3. Try products out in real settings, revising them again and again until they show promise for delivering results. Ideally, involve researchers in this task so trials provide valid and usable information.
4. Invest in teacher and school-leader professional development. School-based products are most effective when teachers know how to use them well, how to fit them into lessons or use them to supplement teacher-designed lessons, and how to guide and assess productive student use. Similarly, leaders should support teacher technology use and know how to determine whether teachers are using products effectively.

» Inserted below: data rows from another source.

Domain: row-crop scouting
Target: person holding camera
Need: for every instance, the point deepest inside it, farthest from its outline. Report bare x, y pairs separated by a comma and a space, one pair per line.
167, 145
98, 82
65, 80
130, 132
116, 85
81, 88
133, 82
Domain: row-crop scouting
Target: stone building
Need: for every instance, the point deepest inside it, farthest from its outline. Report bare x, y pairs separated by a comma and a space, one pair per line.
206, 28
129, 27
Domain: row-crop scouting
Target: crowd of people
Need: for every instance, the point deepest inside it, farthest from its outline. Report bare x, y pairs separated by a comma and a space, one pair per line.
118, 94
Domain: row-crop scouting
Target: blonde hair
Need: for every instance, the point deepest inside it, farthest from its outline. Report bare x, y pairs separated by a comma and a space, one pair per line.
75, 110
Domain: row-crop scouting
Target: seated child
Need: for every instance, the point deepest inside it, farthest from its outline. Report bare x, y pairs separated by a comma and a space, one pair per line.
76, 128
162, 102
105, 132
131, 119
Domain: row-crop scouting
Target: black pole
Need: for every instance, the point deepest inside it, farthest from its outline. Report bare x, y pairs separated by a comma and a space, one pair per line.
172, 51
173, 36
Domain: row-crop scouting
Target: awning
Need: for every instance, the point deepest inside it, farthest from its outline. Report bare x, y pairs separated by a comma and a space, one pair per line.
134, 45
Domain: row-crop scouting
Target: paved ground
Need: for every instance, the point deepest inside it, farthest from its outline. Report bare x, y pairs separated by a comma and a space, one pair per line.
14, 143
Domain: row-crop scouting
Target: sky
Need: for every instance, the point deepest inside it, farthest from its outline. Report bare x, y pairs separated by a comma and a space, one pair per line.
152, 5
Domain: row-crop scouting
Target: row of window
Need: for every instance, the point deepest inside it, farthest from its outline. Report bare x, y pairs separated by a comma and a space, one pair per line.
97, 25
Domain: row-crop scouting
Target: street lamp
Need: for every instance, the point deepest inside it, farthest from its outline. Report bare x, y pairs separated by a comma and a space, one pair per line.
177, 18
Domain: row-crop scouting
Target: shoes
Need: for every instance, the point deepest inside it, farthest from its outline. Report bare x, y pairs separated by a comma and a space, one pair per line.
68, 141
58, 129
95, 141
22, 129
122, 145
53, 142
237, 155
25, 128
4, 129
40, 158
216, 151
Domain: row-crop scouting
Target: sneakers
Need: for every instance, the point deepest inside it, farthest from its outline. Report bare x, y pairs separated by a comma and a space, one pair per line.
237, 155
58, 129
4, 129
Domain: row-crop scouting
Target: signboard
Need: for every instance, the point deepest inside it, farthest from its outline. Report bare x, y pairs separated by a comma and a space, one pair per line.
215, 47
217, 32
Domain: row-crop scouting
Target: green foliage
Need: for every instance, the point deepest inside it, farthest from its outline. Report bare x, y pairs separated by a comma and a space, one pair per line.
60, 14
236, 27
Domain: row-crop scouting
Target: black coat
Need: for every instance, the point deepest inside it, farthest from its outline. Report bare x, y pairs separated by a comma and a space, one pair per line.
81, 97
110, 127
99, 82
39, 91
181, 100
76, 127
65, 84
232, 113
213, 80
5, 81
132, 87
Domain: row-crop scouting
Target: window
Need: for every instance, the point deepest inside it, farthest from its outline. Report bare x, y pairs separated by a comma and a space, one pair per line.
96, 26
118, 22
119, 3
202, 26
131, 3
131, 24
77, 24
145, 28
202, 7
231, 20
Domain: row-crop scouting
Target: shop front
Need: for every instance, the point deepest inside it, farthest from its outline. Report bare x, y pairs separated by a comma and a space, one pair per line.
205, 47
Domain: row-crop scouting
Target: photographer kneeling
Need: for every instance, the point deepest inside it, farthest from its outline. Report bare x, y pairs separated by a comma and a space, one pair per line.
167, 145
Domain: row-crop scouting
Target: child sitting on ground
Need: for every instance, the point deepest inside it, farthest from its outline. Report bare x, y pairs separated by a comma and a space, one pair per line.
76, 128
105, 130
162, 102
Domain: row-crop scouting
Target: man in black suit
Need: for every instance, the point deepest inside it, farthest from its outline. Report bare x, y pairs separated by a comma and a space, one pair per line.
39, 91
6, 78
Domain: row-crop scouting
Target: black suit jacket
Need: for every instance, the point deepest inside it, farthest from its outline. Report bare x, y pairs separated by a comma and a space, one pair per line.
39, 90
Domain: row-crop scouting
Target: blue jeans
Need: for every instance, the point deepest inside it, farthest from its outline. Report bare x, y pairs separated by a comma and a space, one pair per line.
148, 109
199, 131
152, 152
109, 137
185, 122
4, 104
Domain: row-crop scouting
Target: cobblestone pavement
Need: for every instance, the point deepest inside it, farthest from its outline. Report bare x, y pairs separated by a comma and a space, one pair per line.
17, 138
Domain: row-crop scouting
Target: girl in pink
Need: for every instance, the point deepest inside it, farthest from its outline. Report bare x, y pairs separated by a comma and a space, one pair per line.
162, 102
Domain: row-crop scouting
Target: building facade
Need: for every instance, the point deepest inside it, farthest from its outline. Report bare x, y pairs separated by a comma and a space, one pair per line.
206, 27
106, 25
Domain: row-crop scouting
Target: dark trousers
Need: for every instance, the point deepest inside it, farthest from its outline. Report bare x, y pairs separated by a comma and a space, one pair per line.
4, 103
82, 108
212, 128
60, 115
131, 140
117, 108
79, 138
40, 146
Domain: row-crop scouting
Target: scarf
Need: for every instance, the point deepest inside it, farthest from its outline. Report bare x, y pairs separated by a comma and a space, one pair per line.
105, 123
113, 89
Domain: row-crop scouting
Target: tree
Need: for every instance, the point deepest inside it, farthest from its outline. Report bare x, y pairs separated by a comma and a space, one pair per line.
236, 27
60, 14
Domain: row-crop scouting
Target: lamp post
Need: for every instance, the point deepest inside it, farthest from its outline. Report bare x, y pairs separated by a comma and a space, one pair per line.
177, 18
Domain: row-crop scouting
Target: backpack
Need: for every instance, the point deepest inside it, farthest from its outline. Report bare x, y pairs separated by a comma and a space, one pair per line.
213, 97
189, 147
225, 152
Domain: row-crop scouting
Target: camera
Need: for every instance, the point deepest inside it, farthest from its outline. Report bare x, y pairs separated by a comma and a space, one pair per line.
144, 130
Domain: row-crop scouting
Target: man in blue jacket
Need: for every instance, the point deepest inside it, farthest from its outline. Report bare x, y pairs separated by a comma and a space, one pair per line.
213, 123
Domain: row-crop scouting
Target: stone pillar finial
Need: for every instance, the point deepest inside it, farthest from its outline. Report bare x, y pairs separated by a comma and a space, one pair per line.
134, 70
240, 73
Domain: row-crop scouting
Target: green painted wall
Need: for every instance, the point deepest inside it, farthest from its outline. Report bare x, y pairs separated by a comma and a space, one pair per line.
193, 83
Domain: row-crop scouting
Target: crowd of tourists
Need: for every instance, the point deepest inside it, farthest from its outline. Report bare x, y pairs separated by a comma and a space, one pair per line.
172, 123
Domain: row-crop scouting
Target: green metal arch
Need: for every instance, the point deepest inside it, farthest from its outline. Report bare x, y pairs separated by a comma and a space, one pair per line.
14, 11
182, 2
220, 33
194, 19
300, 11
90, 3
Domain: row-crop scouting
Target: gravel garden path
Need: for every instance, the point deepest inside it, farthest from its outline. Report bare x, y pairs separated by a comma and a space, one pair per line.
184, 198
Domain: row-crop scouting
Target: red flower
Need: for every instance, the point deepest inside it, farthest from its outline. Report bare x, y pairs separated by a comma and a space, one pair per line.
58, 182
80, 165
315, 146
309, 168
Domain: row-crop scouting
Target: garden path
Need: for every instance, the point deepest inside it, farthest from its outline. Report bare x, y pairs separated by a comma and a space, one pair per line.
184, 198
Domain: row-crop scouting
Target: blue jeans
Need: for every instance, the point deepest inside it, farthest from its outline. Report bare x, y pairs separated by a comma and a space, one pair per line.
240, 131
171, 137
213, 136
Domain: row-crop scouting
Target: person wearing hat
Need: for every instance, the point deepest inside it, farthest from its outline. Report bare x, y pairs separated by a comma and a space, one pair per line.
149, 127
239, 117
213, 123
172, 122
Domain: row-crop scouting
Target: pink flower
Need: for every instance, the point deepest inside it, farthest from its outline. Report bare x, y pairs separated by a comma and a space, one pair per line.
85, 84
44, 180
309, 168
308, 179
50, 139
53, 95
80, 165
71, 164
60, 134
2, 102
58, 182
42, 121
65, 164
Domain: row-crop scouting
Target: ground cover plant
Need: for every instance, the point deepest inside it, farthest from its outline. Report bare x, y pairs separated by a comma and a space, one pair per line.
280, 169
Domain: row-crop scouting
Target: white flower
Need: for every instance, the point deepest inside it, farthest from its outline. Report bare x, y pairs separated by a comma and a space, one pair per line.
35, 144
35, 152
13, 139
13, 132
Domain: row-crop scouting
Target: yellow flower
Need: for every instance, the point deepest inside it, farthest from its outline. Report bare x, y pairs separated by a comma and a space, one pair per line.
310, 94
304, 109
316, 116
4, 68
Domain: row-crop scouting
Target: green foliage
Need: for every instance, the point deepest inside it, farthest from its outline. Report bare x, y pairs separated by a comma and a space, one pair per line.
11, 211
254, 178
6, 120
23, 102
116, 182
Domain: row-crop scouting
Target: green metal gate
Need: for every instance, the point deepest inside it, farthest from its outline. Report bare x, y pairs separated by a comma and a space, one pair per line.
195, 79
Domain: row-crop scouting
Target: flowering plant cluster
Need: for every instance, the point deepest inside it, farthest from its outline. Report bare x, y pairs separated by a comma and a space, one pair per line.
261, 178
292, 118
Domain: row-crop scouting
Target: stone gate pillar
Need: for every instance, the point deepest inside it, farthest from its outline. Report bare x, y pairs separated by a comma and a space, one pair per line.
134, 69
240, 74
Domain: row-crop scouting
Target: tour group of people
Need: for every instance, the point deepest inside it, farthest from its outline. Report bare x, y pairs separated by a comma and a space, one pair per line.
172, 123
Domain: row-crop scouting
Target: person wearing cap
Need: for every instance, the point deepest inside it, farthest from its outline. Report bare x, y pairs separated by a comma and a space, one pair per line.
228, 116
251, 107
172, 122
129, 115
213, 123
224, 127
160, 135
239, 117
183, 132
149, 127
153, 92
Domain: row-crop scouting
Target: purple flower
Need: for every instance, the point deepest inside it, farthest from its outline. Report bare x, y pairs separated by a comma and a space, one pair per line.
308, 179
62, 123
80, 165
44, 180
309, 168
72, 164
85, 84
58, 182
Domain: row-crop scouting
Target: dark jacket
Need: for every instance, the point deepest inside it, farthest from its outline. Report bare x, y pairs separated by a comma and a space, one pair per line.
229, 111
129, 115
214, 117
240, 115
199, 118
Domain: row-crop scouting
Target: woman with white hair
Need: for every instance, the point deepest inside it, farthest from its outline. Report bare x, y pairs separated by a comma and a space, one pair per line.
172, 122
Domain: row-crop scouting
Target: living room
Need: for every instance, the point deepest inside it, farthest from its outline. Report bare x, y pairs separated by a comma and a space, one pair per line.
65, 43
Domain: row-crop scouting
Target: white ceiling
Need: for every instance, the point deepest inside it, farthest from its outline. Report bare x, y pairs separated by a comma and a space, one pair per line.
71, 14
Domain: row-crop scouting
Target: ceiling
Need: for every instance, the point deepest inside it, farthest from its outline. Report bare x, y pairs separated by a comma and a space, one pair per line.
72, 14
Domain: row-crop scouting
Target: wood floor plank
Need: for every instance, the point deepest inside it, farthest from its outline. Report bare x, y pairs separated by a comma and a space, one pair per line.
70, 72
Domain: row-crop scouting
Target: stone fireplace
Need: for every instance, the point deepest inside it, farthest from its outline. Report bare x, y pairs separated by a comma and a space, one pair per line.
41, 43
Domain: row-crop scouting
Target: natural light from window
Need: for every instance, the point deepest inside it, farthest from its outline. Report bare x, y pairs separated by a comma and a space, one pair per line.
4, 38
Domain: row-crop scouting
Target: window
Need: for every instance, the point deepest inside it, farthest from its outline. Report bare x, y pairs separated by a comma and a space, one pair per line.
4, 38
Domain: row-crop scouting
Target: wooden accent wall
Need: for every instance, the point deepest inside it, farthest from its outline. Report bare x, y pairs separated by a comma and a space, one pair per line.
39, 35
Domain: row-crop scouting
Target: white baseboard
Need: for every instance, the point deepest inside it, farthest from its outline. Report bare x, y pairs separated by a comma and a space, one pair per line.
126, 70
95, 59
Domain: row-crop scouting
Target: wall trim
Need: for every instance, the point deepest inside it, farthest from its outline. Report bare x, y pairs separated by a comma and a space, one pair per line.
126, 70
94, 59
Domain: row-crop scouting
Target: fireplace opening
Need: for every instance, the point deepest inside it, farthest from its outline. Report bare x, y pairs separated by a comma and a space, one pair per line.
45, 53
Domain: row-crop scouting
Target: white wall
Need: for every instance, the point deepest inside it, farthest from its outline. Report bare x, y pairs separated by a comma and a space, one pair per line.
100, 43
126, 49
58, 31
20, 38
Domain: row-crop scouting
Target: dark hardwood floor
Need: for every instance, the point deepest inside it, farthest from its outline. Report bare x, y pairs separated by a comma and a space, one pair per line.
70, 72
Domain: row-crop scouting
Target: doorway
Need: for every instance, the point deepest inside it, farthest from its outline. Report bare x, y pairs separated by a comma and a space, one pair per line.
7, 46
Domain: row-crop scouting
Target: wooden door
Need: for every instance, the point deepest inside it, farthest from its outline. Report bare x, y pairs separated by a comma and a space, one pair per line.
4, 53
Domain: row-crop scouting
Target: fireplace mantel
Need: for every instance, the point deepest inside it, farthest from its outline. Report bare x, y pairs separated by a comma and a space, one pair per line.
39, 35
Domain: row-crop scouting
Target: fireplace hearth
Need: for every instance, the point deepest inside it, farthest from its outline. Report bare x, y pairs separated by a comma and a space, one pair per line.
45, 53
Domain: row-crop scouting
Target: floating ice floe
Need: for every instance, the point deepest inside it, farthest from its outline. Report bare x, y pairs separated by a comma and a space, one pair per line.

5. View implementation as an essential part of the process. Does the hardware work? How do the schools access the product most easily? Are data useful and usefully displayed? Include technical assistance, or coordination with in-school technology specialists, as part of the price package.
6. Work with buyers to determine how they judge effectiveness. Are they focusing on standardized tests as sole measures, or are they interested in other measures of effectiveness, such as teacher reports and student engagement? Make sure products can produce evidence on the measures valued by users.
7. Safeguard student privacy. The data collected through software use are intimate data about student learning that provide important insights about how students think. Therefore, security issues and protecting student identities are very important to educators and parents. Many school districts have developed contract language to assure such protections; both sellers and buyers should learn from one another about effective approaches. Researchers, too, must attend to privacy concerns; in the past, the field has not educated itself about adequate security.
8. Document when evidence about effectiveness helps sales and increases market share. Over time, research about the value of research may be the most important evidence we can gather to make the case for a focus on effectiveness.
I realize these are ambitious resolutions. But given the urgency of improving education in our country, especially in this pivotal moment, we can’t afford to settle for less.